Building, training and tuning Neural Networks is a massive domain and deserves many blogs dedicated to each topic.
Neural Networks offered a major breakthrough in building non linear models. But that was not enough. Any amount of training and data is not enough if our model is not rich enough. After all, the amount of information contained in the model is limited by the number of weights therein. A simple network with a hundred weights cannot define a model for complicated tasks like face recognition. We need a lot more.
It may seem simple, just increasing the number of perceptrons in a network can increase the count of weights. What is the big deal about it? But that is not so simple. As the network grows larger, many other problems start peeping in. In general, the ability of the network does not grow linearly with the number of perceptrons. In fact, it can decrease beyond a point - unless we take care of some important aspects.

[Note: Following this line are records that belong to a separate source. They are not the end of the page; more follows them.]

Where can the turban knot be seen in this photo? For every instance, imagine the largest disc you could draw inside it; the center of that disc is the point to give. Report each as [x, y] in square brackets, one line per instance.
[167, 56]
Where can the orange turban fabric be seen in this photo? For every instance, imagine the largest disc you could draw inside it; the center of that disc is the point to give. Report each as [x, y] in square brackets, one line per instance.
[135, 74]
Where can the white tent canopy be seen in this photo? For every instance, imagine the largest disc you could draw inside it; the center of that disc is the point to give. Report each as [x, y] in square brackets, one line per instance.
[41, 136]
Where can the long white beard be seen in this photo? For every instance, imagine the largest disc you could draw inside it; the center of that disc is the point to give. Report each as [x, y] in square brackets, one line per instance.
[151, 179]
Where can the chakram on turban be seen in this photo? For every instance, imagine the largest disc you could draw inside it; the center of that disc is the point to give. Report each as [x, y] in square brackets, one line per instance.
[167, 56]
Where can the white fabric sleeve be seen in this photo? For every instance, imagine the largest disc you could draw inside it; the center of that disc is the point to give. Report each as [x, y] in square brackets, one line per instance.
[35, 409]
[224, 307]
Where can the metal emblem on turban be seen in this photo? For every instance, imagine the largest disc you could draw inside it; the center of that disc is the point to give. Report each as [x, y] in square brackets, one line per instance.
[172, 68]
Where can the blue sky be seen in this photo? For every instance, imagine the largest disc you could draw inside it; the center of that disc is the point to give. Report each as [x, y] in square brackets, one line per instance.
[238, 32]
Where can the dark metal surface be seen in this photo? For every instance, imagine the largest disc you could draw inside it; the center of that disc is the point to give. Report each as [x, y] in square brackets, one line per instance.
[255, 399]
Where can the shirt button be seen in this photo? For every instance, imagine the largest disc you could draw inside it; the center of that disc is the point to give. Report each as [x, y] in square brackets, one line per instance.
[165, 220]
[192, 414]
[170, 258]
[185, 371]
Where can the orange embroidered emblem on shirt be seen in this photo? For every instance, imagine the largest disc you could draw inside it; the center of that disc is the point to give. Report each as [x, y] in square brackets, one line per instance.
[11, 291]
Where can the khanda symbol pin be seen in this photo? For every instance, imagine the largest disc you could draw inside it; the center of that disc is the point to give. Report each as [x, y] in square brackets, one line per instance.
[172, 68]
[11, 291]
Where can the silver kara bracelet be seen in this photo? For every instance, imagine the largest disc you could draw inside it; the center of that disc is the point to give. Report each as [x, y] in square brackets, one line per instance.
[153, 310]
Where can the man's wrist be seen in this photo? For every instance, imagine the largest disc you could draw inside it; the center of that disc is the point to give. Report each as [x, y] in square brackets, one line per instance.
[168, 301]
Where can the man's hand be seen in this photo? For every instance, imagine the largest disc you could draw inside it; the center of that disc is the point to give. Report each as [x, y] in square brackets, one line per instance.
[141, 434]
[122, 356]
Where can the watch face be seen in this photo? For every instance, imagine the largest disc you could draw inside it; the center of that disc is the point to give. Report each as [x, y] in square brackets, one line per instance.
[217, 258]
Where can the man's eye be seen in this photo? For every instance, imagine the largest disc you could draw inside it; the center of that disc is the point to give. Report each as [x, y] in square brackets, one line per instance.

The capacity of the networks is a lot better when the network is deeper than wider - that is, if the network has a lot more layers rather than having too many perceptrons in the same layer. Such deep neural networks have enabled miraculous innovations in the past few years. Deep Learning is a branch of machine learning that looks into these aspects of Neural Networks. Deep Learning is the branch of Machine Learning that deals with deep Neural Networks.